We studied the saturation of loss and the light-induced change of the refractive index in fused silica doped with silver nanoparticles. We used a self-consistent formalism in which saturation is included by the intensity-dependent intrinsic dielectric function of the metal NPs both within the frame of the generalized Maxwell-Garnet approach and a generalized discrete-dipole formalism for NPs with arbitrary shape. The numerical results show that the total absorption coefficient exhibit strong saturation behavior near the plasmon resonance. For spherical silver NPs with a diameter smaller than 20 nm the composite acts as a saturable absorber at 400 nm with a saturation intensity of about 10 MW/cm^{2}. Increasing the NP diameter leads to a small shift of the plasmon resonance and a larger increase of the saturation intensity. The wavelength range of saturated absorption can be significantly shifted in the whole ultraviolet, visible and near-infrared spectral region by using metal NPs with nonspherical shapes.
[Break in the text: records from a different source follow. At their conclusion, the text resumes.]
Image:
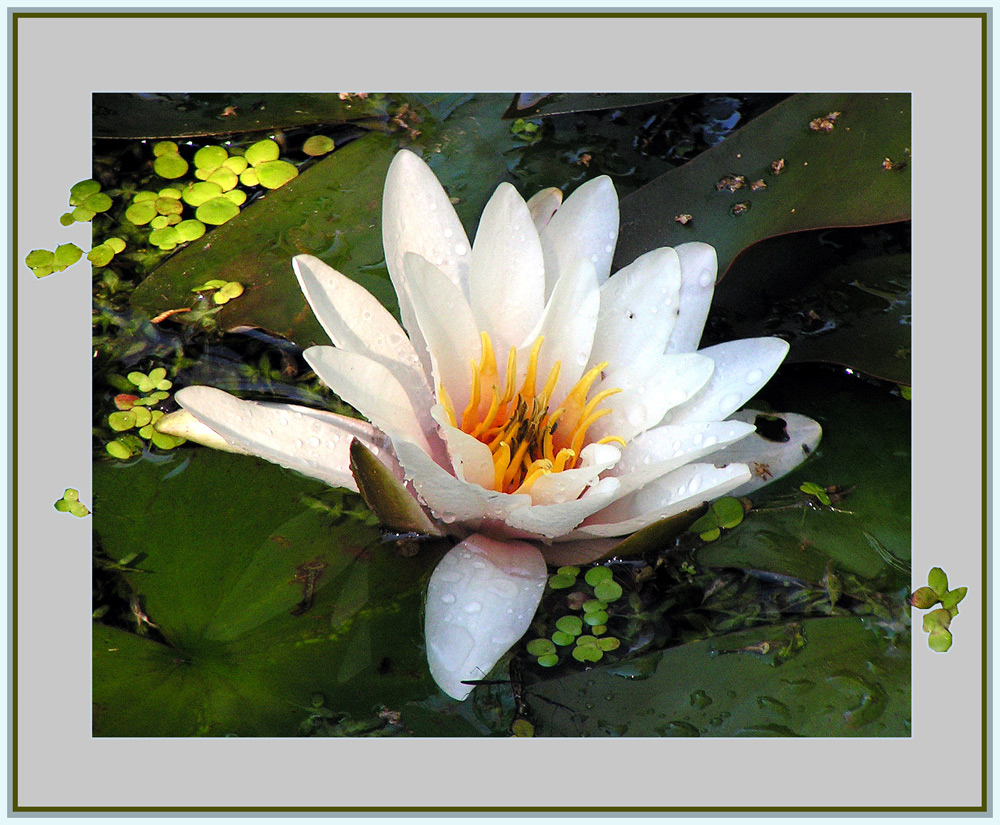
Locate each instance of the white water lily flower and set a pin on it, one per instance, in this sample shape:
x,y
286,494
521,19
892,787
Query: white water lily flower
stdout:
x,y
536,407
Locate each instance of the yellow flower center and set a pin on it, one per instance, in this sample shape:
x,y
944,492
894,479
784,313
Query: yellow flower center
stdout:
x,y
526,440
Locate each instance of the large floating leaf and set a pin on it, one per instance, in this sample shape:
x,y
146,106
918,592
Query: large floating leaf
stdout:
x,y
181,115
830,178
560,103
262,601
823,677
333,211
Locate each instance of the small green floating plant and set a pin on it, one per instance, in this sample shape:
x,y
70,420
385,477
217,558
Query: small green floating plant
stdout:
x,y
590,614
135,413
937,622
70,503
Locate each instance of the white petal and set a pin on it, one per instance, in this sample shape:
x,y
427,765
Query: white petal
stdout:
x,y
568,327
551,521
543,205
585,226
481,599
446,323
507,273
638,309
417,216
470,458
314,443
767,459
556,488
741,368
374,392
661,450
669,495
650,388
581,551
356,321
699,268
461,506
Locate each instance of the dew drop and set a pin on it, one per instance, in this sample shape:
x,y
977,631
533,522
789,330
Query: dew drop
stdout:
x,y
730,401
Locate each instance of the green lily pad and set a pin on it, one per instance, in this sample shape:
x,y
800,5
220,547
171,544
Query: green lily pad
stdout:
x,y
217,211
842,679
544,105
170,165
828,179
274,174
252,627
318,145
191,115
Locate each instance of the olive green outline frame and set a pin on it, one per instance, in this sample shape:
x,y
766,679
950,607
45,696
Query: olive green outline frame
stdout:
x,y
14,16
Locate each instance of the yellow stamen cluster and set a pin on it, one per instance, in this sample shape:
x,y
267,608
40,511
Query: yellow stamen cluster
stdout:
x,y
526,440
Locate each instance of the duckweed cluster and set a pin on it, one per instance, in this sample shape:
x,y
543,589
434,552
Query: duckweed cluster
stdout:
x,y
590,614
724,514
70,503
937,623
139,414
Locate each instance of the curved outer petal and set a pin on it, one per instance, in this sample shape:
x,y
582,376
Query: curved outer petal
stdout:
x,y
667,496
699,268
551,521
769,460
447,325
311,442
659,451
557,488
451,500
357,322
568,326
373,391
417,216
585,226
639,305
741,368
481,599
543,205
649,388
470,458
507,273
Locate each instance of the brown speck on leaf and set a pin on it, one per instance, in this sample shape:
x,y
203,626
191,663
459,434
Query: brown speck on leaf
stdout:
x,y
731,182
825,123
170,312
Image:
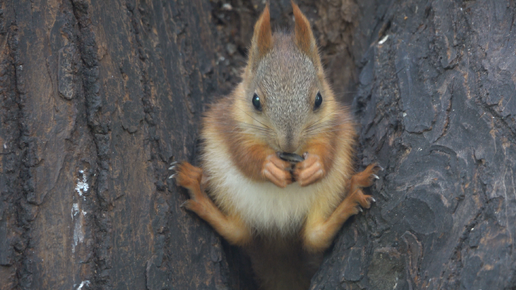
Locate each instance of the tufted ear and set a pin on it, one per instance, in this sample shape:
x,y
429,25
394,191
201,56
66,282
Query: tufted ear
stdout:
x,y
262,37
304,37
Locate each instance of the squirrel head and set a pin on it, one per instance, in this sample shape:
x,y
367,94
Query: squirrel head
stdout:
x,y
284,98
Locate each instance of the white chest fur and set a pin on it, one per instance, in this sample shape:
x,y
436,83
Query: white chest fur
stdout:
x,y
262,205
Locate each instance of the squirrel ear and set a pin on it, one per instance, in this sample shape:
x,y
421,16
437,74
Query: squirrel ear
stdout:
x,y
262,36
303,33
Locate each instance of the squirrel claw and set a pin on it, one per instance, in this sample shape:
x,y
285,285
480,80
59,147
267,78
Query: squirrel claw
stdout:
x,y
173,165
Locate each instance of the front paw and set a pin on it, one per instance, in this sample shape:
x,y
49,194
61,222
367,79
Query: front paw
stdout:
x,y
310,170
276,171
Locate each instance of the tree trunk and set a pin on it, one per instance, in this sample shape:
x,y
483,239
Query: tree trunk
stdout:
x,y
437,106
98,97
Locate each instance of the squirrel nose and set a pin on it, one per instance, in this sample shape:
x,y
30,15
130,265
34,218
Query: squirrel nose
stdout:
x,y
288,145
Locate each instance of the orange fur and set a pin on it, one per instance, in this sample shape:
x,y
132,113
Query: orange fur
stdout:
x,y
284,215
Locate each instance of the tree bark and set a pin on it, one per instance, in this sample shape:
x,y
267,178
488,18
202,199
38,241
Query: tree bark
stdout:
x,y
436,104
98,97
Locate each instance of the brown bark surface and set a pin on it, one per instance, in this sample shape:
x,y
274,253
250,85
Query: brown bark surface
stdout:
x,y
98,97
437,106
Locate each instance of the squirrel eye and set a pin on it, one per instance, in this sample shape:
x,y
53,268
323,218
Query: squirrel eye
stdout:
x,y
318,101
256,102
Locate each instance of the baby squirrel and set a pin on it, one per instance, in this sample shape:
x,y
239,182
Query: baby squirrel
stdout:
x,y
283,214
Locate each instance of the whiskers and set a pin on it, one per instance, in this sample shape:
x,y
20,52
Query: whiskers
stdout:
x,y
331,123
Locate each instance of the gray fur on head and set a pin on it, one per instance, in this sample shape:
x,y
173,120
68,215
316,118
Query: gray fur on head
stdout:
x,y
287,80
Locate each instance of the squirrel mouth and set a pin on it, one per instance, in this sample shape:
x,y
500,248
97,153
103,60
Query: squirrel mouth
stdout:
x,y
290,157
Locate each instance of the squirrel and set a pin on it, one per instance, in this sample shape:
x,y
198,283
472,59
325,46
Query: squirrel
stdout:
x,y
284,214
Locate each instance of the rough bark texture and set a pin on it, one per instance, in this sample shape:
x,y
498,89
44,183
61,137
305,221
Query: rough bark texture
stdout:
x,y
98,97
437,105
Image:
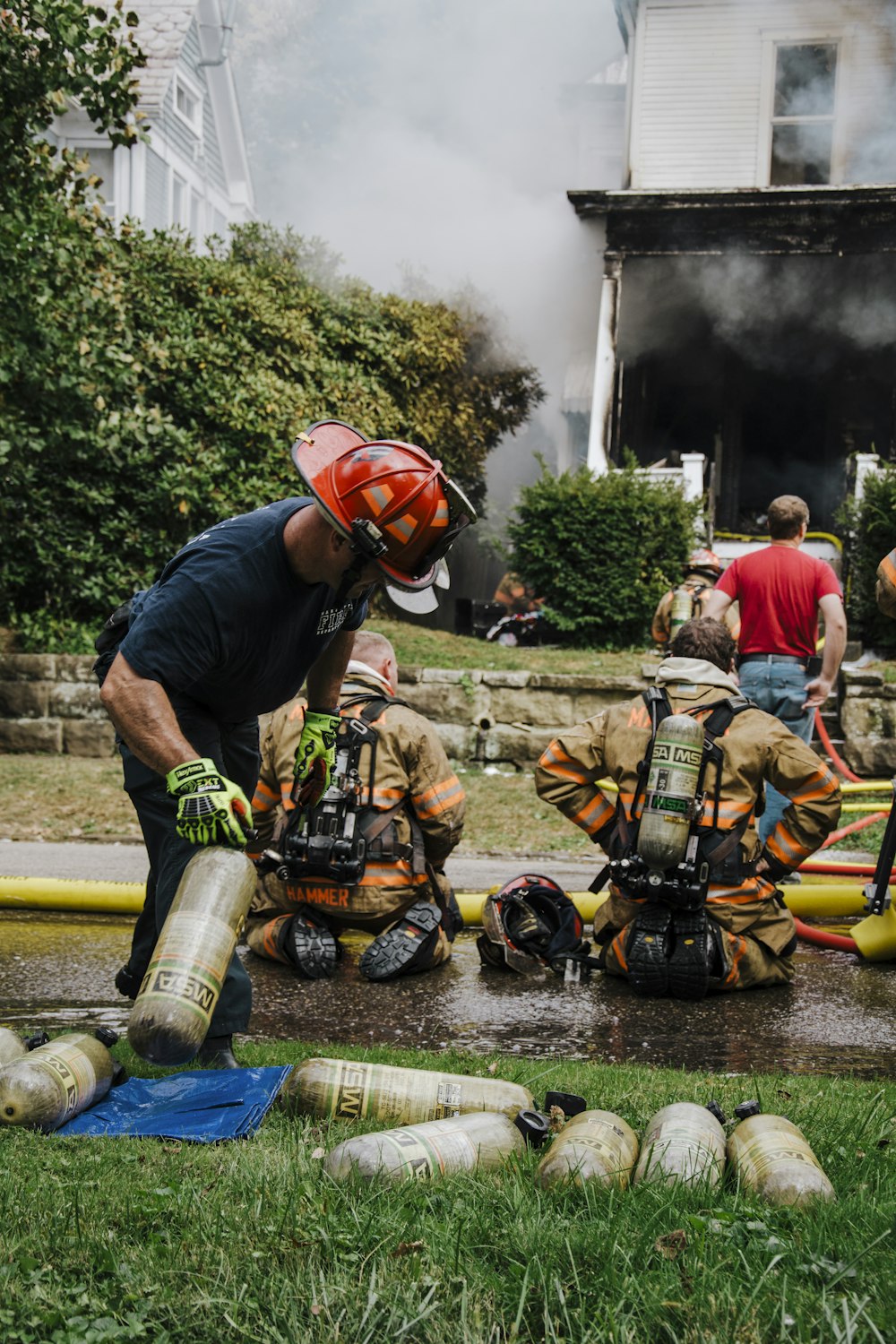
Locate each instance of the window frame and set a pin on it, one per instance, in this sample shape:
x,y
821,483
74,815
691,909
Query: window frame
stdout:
x,y
772,39
193,91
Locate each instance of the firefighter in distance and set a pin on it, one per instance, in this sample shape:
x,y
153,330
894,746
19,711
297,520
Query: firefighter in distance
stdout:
x,y
715,919
397,890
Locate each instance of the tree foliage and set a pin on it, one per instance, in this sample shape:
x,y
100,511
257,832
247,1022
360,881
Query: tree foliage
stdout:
x,y
871,531
147,392
600,550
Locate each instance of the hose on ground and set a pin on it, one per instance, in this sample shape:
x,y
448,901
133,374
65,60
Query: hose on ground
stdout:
x,y
823,938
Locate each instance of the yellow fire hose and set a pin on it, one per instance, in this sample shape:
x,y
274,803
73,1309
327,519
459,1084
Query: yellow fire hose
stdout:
x,y
821,900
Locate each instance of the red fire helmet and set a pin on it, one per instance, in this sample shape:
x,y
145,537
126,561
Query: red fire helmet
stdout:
x,y
702,561
392,500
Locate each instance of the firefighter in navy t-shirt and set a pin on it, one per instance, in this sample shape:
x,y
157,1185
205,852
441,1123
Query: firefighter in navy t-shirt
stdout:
x,y
237,623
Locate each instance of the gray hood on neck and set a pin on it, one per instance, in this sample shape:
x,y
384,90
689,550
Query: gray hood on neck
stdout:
x,y
694,672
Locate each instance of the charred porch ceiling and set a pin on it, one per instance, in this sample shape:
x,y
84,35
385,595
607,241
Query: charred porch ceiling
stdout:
x,y
754,325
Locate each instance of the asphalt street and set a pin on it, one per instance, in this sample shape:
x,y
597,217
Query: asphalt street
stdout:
x,y
128,863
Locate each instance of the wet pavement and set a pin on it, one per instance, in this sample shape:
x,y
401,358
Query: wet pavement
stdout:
x,y
128,863
839,1016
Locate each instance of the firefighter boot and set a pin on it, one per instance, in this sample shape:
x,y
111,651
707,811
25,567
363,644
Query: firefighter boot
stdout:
x,y
406,946
311,946
691,951
648,951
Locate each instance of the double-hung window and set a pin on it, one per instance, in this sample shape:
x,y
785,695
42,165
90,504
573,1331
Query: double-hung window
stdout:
x,y
802,121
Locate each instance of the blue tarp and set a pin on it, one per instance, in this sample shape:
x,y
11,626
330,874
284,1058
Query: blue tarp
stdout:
x,y
202,1105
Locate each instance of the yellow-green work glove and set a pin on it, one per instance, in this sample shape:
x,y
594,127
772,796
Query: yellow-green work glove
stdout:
x,y
210,808
314,757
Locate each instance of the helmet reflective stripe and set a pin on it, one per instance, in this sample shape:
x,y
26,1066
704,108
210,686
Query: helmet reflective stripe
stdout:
x,y
395,488
403,527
As an example we studied a composite containing silver nanorods and predicted saturable absorption at 600 nm with a saturation intensity of 12 MW/cm^{2}. We also studied the light-induced changes of the refraction index and the field enhancement factor in the above given examples and predicted that both the nonlinear refraction index and the field enhancement factor decreases with increasing intensity.

Besides other possible applications the obtained results could be interesting for mode locking of lasers. In particular in the short-wavelength range below 700 nm advantageous saturable absorbers are still missing. As an example saturable absorbers for mode locking of high-power diode lasers in the spectral range of 400 nm are of high interest. Composites doped with metal NPs could enable the fabrication of new types of such broadband elements with ultrafast response time. In order to realize small linear loss, a thin layer of metal nanoparticles with small filling factors can be deposited on the surface of an appropriate substrate material both in reflection or transmission geometries yielding saturable absorbers with small modulation depth with a saturation intensity in the range of or larger than 10 MW/cm^{2}.